8. Lifestyle changes
Breakups, divorces and baby planning decisions should be shared only if there is a need to know, Lopeke said. Otherwise, others will speak for your capabilities, desires and limitations on the availability, whether there is any truth of their assumptions or not.


9. Blogs or social network profile
What you say in the social networking community or in your personal blog, perhaps even more damage than what you say in person, Solovic warns. "Observations on the network, you can see many eyes. Outbursts of anger, when you're having a bad day ... can blow up in your face."


10. Negative views of colleagues
If you do not agree with one of the workers' lives, wardrobe or professional abilities to confront an individual, or keep it yourself, Lopeke said. Workplace, not the place for disputes.


11. Hangovers and wild weekend
This is ideal for entertainment on weekends, but do not talk about his wild adventures on Monday, Solovic advises. This information can make you look unprofessional and unreliable.

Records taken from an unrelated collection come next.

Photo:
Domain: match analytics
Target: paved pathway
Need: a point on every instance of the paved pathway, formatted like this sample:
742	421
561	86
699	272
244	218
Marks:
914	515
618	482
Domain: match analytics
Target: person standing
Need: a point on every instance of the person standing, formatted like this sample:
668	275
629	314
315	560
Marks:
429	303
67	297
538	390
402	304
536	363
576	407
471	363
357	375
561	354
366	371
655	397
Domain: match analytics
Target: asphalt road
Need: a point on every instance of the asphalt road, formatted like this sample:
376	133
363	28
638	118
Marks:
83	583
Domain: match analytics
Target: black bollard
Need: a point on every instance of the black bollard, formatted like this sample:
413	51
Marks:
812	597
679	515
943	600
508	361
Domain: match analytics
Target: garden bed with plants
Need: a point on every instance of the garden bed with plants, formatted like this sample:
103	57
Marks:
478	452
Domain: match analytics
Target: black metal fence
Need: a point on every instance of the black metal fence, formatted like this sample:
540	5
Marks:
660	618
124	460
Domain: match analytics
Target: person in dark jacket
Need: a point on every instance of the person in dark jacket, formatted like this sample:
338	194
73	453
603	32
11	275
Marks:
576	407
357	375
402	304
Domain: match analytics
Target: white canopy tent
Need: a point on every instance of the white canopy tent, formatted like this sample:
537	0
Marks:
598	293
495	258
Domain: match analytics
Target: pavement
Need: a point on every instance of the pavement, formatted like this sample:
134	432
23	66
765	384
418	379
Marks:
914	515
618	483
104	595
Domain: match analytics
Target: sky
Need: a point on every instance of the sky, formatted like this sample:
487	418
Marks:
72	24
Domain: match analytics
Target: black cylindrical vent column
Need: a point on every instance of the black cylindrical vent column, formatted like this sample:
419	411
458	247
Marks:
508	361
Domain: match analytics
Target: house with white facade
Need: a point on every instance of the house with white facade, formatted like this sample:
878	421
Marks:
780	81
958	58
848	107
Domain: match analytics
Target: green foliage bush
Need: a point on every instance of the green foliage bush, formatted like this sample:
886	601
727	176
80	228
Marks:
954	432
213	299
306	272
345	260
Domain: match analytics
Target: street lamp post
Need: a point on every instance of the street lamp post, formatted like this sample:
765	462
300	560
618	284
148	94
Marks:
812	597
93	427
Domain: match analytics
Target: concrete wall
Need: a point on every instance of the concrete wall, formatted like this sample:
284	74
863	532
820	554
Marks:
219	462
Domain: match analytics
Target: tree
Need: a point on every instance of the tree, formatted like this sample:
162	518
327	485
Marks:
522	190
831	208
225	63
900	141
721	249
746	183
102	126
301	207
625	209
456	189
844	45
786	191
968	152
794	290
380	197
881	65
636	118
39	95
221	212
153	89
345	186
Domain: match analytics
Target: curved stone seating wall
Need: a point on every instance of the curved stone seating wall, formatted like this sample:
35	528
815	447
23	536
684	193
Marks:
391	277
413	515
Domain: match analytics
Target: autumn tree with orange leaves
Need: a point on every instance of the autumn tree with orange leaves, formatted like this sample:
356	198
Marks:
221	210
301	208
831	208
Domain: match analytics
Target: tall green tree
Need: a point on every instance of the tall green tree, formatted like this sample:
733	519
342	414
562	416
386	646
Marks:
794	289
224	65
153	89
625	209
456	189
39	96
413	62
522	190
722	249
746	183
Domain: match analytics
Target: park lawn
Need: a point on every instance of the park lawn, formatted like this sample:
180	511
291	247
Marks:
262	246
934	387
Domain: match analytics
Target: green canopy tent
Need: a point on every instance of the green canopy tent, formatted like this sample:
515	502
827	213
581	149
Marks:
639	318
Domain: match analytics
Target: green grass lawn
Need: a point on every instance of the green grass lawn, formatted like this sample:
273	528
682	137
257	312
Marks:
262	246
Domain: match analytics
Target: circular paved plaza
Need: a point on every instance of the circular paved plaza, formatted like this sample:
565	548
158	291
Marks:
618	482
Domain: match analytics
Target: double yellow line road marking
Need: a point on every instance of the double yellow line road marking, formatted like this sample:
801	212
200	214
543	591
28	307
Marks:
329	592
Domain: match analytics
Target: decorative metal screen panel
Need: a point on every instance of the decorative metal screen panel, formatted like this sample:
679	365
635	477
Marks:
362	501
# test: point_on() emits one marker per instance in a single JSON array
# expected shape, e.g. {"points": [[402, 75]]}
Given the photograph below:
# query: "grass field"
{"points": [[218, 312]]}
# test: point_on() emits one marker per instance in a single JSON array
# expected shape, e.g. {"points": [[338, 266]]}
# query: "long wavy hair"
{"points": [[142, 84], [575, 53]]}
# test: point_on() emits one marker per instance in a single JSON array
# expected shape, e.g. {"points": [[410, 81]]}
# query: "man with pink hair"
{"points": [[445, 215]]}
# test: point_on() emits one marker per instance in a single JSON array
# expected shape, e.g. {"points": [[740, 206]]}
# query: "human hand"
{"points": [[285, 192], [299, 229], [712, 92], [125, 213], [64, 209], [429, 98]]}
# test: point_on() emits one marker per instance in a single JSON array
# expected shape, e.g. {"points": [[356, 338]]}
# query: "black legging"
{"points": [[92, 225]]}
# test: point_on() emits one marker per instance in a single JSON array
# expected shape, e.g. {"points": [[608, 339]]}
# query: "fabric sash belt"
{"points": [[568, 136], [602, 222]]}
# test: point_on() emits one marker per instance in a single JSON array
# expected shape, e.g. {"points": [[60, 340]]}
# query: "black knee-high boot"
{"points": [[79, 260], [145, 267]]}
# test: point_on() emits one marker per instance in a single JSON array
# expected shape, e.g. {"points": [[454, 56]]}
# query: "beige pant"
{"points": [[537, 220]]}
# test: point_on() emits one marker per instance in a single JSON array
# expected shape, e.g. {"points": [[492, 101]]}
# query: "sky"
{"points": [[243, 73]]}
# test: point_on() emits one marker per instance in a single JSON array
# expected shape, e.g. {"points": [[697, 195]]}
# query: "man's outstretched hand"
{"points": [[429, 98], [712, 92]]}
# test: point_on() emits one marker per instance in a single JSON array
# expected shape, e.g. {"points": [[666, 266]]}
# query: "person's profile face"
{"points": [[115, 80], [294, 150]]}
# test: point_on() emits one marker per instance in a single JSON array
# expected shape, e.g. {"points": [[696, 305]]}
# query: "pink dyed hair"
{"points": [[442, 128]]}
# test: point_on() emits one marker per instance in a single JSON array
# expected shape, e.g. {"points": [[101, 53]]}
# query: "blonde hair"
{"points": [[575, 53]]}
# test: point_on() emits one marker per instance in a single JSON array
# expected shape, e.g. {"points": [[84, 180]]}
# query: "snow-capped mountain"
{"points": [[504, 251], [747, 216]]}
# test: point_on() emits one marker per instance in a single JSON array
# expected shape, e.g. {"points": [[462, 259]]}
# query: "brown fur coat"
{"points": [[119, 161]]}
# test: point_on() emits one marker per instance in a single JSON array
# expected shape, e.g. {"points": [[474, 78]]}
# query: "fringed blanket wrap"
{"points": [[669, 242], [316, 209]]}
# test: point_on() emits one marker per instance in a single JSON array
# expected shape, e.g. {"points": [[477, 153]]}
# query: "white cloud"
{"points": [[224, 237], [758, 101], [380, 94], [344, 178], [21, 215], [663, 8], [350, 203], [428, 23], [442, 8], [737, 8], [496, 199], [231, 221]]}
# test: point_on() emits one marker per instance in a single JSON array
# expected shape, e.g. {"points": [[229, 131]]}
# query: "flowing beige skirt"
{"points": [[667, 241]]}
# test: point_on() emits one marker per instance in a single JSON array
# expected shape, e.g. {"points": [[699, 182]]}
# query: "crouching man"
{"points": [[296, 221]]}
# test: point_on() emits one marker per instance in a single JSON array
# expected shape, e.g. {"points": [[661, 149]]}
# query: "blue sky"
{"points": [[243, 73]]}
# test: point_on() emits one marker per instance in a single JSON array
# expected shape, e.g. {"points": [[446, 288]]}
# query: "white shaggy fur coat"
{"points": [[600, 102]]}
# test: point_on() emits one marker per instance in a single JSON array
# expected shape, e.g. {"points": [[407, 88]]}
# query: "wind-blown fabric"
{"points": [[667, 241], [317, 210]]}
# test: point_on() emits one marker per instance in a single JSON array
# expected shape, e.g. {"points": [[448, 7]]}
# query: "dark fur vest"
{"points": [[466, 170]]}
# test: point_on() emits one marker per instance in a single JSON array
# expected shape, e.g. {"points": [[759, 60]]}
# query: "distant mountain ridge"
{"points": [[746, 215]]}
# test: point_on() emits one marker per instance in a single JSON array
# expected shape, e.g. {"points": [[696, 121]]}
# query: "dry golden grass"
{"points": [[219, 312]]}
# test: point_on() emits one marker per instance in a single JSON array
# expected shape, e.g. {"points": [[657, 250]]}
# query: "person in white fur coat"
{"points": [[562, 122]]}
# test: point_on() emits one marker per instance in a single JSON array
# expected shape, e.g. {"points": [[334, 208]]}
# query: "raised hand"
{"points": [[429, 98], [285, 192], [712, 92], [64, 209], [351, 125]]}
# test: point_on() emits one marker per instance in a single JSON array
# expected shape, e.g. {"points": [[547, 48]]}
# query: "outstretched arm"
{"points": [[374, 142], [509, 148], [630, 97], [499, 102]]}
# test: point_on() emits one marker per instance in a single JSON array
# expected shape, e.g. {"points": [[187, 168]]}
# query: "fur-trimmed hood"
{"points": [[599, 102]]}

12. Personal problems and relationships - in and out of the office
"Do not marry and volatile romances spell instability to an employer", Lopeke says. Office romances lead to gossip and broken hearts, so it is best avoided. "The safest way to play is to follow the rule, 'Never get honey, where you get your money."


13. Off-color or racially charged comments
We can assume that your employee will not be offended or something seems funny, but you probably will not, Solovic said. Never take that risk. Moreover, even if you know some of your colleagues do not see your comment, do not talk about it at work. More easily overhear.